The January employment report surprised to the upside. The number of jobs added and the headline unemployment rate both came in stronger than expected. The 517,000 increase in payrolls exceed the consensus estimate of 188,000 and comes on top of positive revisions to prior months of 71,000. The headline unemployment rate of 3.4% is the lowest since May 1969.
Stocks & bonds both rallied to begin 2023
January was a good month for both equity and fixed income returns. All the major equity benchmarks finished in positive territory, ranging from +2.93% for the Dow Jones Industrial Average to +10.73% for the NASDAQ composite. For the most part, the more an index declined in 2022, the more it rose in the month of January.
The laggards-to-leaders trade was also evident at the sector level. Consumer Discretionary, Communication Services and Tech, which were the worst three sectors in 2022, were among the best-performing areas in January. Utilities, Health Care, and Consumer Staples, all considered more defensive sectors, lagged during the month.
Following one of the most brutal calendar years in several decades, the bond market was more hospitable to investors to start 2023. Interest rates continued to moderate at the longer end of the curve, which has acted as a tailwind to bond returns. The major bond indexes saw modest gains for the month.
January Effect or January barometer?
The “January Effect” refers to the notion that stock prices tend to rise more in January than in any other month, and that smaller companies tend to outperform large companies during the first month of the year. Another version of the January Effect hypothesizes that stocks that suffered the largest losses in the previous year recover in the first weeks of a new year as buyers step-in to reestablish positions in the names that were sold to harvest tax losses.

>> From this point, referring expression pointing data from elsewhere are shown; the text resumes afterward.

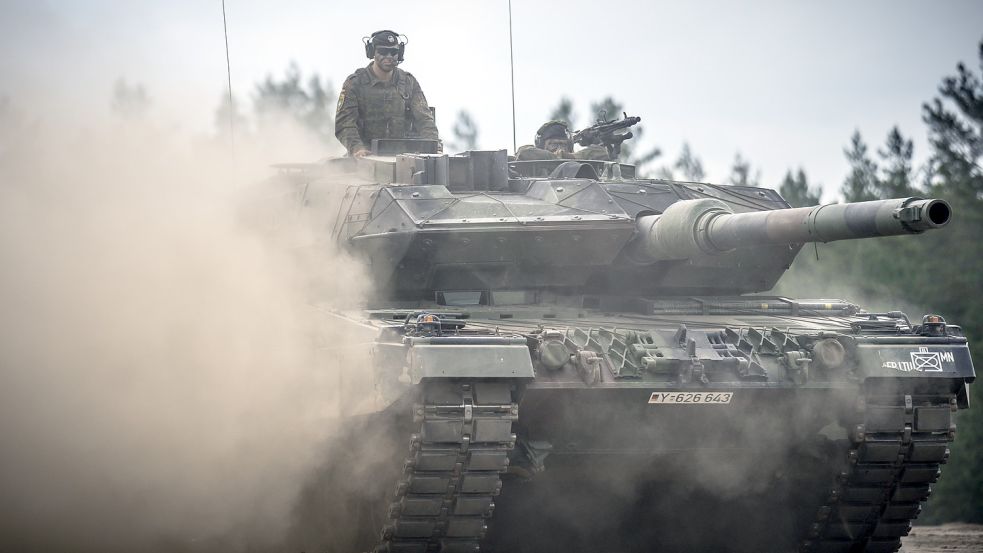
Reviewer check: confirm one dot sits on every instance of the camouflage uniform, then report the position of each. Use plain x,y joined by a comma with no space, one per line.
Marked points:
370,108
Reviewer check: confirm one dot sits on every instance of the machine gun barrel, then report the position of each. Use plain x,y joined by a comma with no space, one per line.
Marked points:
708,226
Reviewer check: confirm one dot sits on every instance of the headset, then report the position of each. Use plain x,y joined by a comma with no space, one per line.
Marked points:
370,46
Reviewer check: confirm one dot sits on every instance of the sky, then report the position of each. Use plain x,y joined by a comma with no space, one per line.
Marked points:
785,83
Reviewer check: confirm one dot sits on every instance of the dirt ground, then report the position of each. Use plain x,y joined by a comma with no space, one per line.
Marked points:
948,538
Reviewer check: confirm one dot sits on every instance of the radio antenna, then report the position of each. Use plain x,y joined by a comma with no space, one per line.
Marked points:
228,72
512,71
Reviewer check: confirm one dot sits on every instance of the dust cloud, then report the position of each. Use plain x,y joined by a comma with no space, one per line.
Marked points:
164,381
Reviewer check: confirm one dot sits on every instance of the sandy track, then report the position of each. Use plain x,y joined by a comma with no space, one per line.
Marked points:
948,538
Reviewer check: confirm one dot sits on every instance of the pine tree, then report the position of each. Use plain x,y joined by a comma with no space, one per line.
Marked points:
897,180
689,165
740,173
130,102
312,106
797,191
861,184
955,134
564,112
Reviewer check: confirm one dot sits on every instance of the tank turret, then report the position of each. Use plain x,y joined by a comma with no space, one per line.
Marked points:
576,358
709,226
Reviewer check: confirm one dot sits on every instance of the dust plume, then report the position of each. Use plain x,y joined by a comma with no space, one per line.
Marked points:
164,383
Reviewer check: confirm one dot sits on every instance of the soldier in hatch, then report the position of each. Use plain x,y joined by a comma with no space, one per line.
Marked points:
381,100
553,141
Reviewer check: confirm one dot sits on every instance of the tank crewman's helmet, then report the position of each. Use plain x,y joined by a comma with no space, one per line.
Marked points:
553,129
385,39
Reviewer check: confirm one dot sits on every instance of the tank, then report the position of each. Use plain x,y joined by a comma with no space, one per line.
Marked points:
572,359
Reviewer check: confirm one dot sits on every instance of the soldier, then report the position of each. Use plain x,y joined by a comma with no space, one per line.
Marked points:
553,142
381,100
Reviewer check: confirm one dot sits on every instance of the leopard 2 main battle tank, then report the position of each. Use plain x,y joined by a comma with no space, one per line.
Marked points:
569,358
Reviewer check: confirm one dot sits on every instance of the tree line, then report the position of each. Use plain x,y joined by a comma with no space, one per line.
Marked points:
940,272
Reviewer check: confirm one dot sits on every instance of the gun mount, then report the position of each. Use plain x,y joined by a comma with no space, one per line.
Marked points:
570,324
605,133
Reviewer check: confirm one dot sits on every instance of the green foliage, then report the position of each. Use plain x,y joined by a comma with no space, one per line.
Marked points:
897,180
564,112
861,184
797,191
307,101
689,165
465,133
938,272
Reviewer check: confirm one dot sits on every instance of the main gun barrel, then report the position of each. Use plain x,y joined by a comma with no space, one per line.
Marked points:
708,226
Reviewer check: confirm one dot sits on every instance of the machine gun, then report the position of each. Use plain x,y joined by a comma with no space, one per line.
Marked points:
604,132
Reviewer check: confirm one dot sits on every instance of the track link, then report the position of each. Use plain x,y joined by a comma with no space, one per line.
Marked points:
896,450
446,493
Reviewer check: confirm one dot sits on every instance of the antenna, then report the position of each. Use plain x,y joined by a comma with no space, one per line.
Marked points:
511,70
228,72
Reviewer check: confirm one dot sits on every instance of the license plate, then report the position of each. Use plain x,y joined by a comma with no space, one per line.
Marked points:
691,398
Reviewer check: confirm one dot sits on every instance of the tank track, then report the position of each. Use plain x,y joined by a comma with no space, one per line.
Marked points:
444,497
897,446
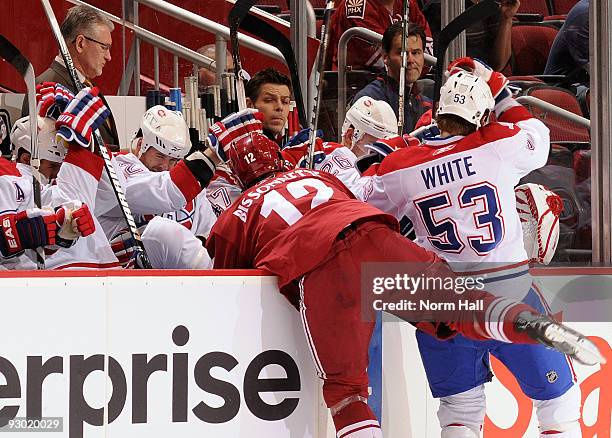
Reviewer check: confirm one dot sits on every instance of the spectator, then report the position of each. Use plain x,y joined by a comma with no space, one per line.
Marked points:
88,37
489,40
569,54
386,87
375,15
269,91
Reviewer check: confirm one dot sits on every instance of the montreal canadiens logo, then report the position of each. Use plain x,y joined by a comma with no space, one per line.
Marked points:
355,8
19,195
552,376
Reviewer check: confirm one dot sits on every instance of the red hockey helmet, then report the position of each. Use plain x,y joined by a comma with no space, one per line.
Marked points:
253,157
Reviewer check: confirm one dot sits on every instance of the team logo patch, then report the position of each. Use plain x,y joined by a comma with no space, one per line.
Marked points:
530,145
19,195
355,8
444,149
131,169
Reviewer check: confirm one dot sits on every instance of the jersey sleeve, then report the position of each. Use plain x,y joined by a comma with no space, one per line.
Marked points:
150,192
529,148
77,178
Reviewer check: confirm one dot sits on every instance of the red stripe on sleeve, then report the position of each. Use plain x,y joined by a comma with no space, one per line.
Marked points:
185,181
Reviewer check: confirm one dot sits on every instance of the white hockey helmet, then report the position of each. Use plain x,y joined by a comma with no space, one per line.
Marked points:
166,131
49,147
467,96
370,116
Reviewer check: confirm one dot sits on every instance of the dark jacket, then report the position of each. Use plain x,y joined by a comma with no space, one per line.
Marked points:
387,89
58,73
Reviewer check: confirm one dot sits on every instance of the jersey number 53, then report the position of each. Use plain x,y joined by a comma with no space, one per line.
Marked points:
444,232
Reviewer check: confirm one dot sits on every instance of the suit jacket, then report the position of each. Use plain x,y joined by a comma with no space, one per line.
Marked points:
58,73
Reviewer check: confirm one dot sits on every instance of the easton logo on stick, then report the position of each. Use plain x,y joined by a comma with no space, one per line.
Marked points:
355,8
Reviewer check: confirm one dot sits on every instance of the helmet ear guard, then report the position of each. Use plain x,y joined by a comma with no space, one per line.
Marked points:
370,116
253,157
166,131
466,96
49,148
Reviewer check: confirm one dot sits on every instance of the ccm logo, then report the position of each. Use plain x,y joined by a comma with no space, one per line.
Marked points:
8,233
144,366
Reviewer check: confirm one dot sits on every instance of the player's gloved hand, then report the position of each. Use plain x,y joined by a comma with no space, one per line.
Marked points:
124,246
83,115
233,128
200,166
129,254
539,210
29,229
559,337
73,220
52,99
497,81
301,138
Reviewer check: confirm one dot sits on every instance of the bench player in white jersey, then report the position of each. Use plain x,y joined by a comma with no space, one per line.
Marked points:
159,182
23,227
71,174
458,190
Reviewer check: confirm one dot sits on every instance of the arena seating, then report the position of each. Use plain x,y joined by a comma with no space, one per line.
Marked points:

This appears to have been the case in the first month of 2023 as the Russell 2000 (small-caps) outperformed the S&P 500 (large-caps). The NASDAQ Composite, which was the worst performing benchmark in 2022, had the best return for the month. At the individual stock level, 9 of the 10 best performing stocks in January also underperformed the S&P 500 over the past 12 months, according to Goldman Sachs.
The January barometer, on the other hand, is a theory that was popularized by the Stock Trader’s Almanac and claims that “as January goes, so goes the full year.” According to Standard and Poor’s, this has historically held true 71% of the time. However, the stock market exhibits an upward bias over time as it is, with stocks finishing higher in all but 18 of the 77 years since 1945, so the predictive power of the January barometer would seem less meaningful in this context.
Regardless of the January Effect or the January barometer, our long-term preference remains in favor of owning stocks, either directly or through ETFs and/or mutual funds and looking beyond the day-to-day and month-to-month fluctuations. Time in the market is ultimately our best friend. Quoting Pitt, “It became clear many years ago that embarrassment looked good on us and being fully invested to each client’s asset allocation at all times was worth the grief. This behavior provides a well thought out cushion against the negative volatility that occurs 30% of the time. More importantly, it offers a generous exposure to the upside potential we expect to experience 70% of the time.”